Life: The property or quality that distinguishes living organisms from dead organisms and inanimate matter, manifested in functions such as metabolism, growth, reproduction, and response to stimuli or adaptation to the environment originating from within the organism.

That should answer the question, but proponents of abortion don’t like it, so they have said there is still a question of just when that life begins (though that only, and deliberately, serves to cloud the issue). We all know that none of us would be here if not for an act of conception, so arguing that life begins at some other time is only a means to excuse the practice of abortion, to make it seem benign, instead of the wretched and evil practice that it is. Do the words, “wretched” and “evil” sound too harsh? Well how many people who say they are pro-choice would think it perfectly okay for someone to walk into a nursery, snatch a helpless infant out of its crib, and tear it limb from limb, even if it had such a disturbed mother that she was willing to consent? Yet - they think nothing of advocating such a thing when the child is nested within a womb. But since they say its not life yet, lets look at that and see if there is really much difference. Since the most current argument is that of viability in determining when life begins - lets consider viability.


1. Capable of living, developing, or germinating under favorable conditions.

(Woops - wouldn't conception equate to "germinating under favorable conditions"? And wouldn't the growth of a "developing" child in utero be consistent with that definition - and constitute being “capable of living” - in other words - life?)

Since number one kind of ruins the argument that life does not begin at conception, lets look at number two.

2. Capable of living outside the uterus. (A much more recent addition if you can't tell)

So according to advocates of abortion, a fetus is not life if it isn't viable - capable of living outside the uterus. Exactly what do they consider not being capable of living outside the uterus? Are they saying its not viable because its still relying on its mother to provide what it needs, to nourish and protect it, in order for it to continue to develop further, before being born? And because of that dependence for survival, it’s okay to destroy it?

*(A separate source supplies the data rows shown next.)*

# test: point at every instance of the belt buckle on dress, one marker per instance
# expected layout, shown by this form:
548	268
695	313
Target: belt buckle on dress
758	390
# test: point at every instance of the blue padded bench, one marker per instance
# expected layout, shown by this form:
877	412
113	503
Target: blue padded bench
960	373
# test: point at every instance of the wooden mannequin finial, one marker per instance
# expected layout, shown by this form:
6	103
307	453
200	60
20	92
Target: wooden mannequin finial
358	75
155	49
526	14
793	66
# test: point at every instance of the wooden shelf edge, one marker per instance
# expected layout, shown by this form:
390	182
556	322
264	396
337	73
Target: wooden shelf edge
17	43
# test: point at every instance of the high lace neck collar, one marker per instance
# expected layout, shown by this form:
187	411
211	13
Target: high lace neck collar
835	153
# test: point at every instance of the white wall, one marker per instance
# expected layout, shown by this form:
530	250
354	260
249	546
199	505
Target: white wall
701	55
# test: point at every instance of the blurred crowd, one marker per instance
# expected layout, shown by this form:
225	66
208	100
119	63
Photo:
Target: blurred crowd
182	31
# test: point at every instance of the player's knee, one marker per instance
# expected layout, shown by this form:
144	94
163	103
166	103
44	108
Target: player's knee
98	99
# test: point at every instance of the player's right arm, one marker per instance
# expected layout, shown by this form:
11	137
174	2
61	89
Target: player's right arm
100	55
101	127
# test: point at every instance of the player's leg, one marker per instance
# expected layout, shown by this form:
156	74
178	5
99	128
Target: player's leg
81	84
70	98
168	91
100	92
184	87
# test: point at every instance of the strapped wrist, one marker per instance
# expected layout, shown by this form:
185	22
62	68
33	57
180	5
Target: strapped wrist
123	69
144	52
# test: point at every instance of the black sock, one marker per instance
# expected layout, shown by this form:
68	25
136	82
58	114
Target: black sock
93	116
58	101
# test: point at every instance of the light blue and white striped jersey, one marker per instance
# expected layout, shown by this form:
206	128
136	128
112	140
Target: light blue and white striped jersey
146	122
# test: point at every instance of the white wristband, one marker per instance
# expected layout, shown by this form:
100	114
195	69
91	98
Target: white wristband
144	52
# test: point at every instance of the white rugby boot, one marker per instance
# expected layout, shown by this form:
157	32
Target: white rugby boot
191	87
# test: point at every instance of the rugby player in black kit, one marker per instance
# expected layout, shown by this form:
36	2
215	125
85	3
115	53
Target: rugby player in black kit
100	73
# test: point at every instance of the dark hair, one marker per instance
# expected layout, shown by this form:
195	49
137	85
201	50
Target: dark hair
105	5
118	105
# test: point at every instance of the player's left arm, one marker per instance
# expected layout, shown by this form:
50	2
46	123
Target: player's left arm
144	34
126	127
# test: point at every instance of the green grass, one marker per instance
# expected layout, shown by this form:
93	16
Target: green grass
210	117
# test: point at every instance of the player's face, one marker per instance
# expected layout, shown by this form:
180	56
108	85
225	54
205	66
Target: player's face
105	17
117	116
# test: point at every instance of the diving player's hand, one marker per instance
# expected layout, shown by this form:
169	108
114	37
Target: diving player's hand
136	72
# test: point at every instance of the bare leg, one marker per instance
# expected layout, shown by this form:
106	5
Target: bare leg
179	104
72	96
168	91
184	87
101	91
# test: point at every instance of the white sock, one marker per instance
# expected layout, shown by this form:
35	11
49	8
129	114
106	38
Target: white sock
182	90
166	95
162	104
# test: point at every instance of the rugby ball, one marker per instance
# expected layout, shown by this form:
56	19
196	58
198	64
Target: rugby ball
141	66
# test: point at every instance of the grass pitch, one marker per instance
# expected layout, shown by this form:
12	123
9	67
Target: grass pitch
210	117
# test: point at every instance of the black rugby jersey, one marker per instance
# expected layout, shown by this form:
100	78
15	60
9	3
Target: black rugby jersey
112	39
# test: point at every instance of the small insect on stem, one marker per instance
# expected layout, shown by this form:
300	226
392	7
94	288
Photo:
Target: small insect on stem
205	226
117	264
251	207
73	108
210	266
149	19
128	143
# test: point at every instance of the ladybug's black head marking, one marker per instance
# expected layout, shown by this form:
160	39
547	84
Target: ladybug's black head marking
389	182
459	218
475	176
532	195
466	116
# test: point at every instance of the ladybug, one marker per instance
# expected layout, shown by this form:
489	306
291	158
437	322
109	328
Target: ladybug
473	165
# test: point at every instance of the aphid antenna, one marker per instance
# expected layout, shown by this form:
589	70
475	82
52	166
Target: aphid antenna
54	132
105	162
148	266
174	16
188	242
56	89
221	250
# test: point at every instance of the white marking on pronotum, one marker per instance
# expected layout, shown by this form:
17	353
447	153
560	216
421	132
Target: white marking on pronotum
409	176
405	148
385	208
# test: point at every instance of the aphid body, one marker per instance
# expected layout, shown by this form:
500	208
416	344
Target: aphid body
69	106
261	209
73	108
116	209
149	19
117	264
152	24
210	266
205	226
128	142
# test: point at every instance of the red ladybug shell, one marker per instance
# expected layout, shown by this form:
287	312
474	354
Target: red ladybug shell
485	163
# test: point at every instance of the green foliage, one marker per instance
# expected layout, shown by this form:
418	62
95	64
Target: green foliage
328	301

So then how much more viable is a newborn infant? Can it provide for its needs? Can it nourish or protect itself? Can it continue to develop further without being nourished or protected by someone else? A healthy full term new born baby may have sufficiently developed lungs to breathe without assistance, but how long would that same infant survive after birth, if it had no one to provide what it needs - no one to continue to nourish and protect it? How long would it live if it was laid aside and left to itself? How much more viable is that newborn, than it was when it was in the womb? It is still completely dependent on another, and cannot survive on its own. We have then, with abortion, the moral issue of deliberately ending life. Why do we think we have that right, especially for such frivolous reasons as not wanting to disrupt our own lives? So what about that failed birth control? Hardly a justification for depriving our very own children the opportunity to live and experience the wonders and beauties life has to offer. And who knows what greatness we destroy, when we say our own convenience is of more value than another’s very life with all the promise it could hold?